In base a questa personalissima definizione, il libro di Simone (che volutamente non definisco né “romanzo”, né “saggio”) è indiscutibilmente un’opera d’arte. Quando l’ho chiuso, al termine di una sua vorace lettura durante una tratta ferroviaria Torino – Reggio Emilia, mi sono chiesto: “E adesso… che si fa?”

Ricordo di aver sperimentato una simile sensazione solo dopo aver visto per la prima volta quello che considero il capolavoro assoluto della storia del cinema, il “2001” di Kubrick. Un film che, a quasi cinquant’anni dalla sua uscita, riveste un significato – almeno per me – tuttora irrisolto.

“Un uomo temporaneo” è la storia umana e professionale di Gregorio, una persona come molti di noi. Se non fosse che viene connotato con un nome proprio maschile, di Gregorio potremmo benissimo ignorare persino il sesso. Gregorio, lo si intuisce fin dalla prima pagina, rappresenta infatti soltanto l’epigono di una trasformazione interiore e, quindi, sociale: la metamorfosi del protagonista da un’asfissiante mentalità contemporanea capace solo di inibire ogni senso e ogni significato, fino alla svolta finale. Travolto dalla grigia ordinarietà di quella che potremmo definire come l’economia del criceto (la spirale mortale del “lavorare per guadagnare per consumare per produrre”), Gregorio acquisisce progressivamente una chiara e lungimirante percezione del sé, proprio a partire dall’istante in cui la minaccia del suo licenziamento si rende per la prima volta concreta.
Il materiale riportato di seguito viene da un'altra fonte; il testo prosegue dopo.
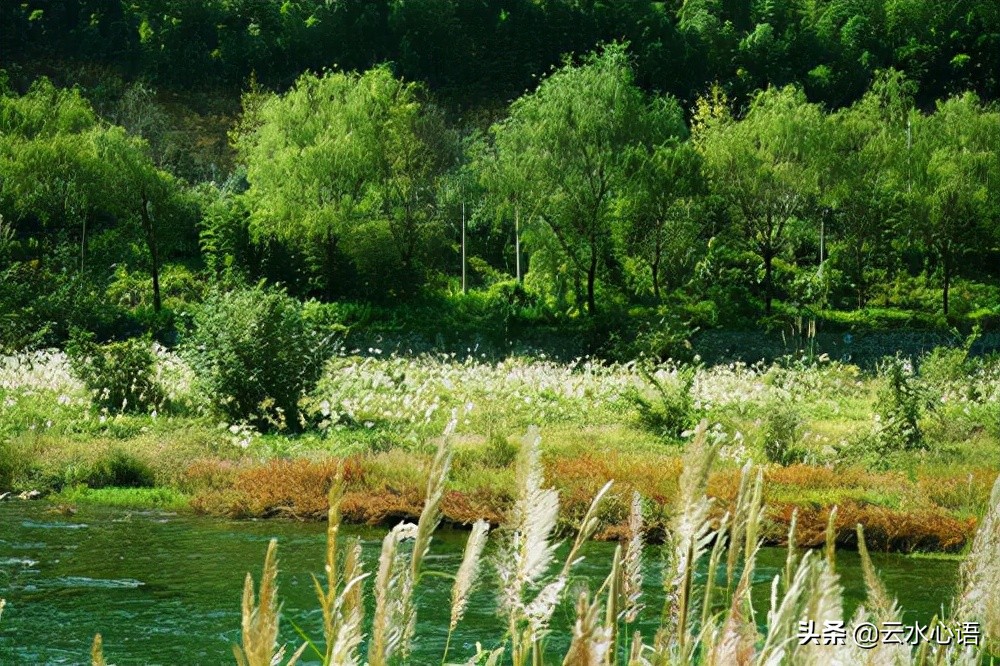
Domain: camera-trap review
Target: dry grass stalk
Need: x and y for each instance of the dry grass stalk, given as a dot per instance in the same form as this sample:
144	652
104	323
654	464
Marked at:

Da quel momento, si scatena – incredibilmente senza proclami e senza colpi di scena – l’epopea di una persona che ha deciso (consapevolmente o meno, non è questo il punto) di applicare alla lettera la massima di Buckminster Fuller, decostruendo il sistema economico vigente, per azzannarlo, sbranarlo, masticarlo, deglutirlo, digerirlo e trasformarlo. La sua è una fame, crescente e silenziosa, di ri-pensamento dell’intera organizzazione imprenditoriale umana, che coinvolge progressivamente colleghi, prassi operative, organigrammi aziendali e processi produttivi, per insinuare nel modello in vigore quella rivoluzione “da dentro” che non potremo mai aspettarci dalle sovrastrutture precostituite.
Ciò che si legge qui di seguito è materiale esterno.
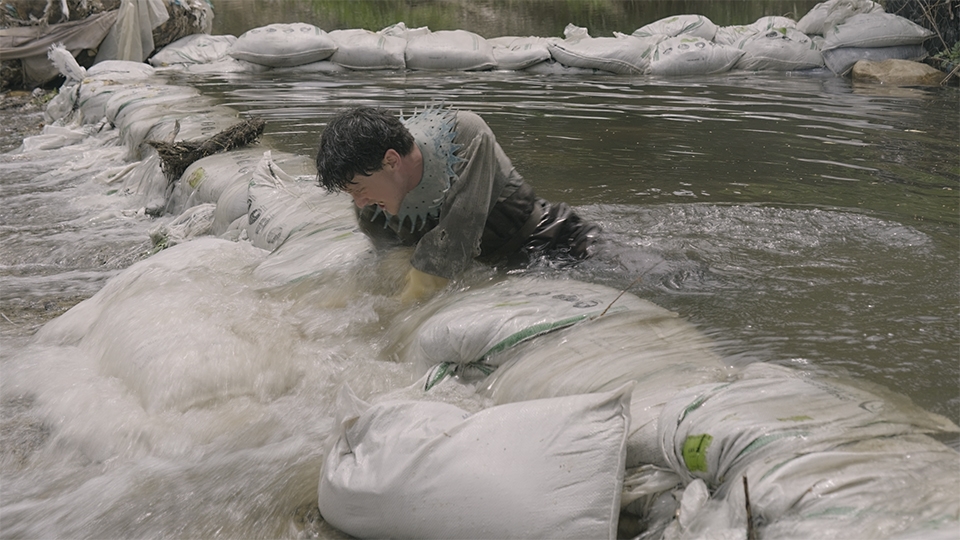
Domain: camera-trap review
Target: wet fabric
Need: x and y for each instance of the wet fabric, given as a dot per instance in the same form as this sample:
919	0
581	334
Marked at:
488	211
Grazie ad uno stile narrativo stupefacente e a tratti spiazzante, che oscilla tra l’apnea delle atmosfere Kafkiane e la plasticità introspettiva di Camus (evidenti i riferimenti a “La metamorfosi” e “Lo straniero”), Gregorio esprime con metodica e meticolosa precisione un vero e proprio inno all’azione: una missione, non dichiarata ma comunque totalizzante, che ha lo scopo di cambiare le persone per cambiare il mondo che queste abitano. Aliena da emotività ed istinti, la vicenda di Gregorio si srotola con asciutta ed essenziale determinazione, venendo così a rappresentare – forse senza nemmeno volerlo – un nuovo modello di leadership latente, in grado di accomunare le persone ed ispirarne i comportamenti.

Un testo certamente profondo e profetico, destinato ad essere affrontato su diversi piani, tutti talmente lucidi e visionari da costringerci – non senza un qualche imbarazzo – a chiederci se… siamo davvero pronti.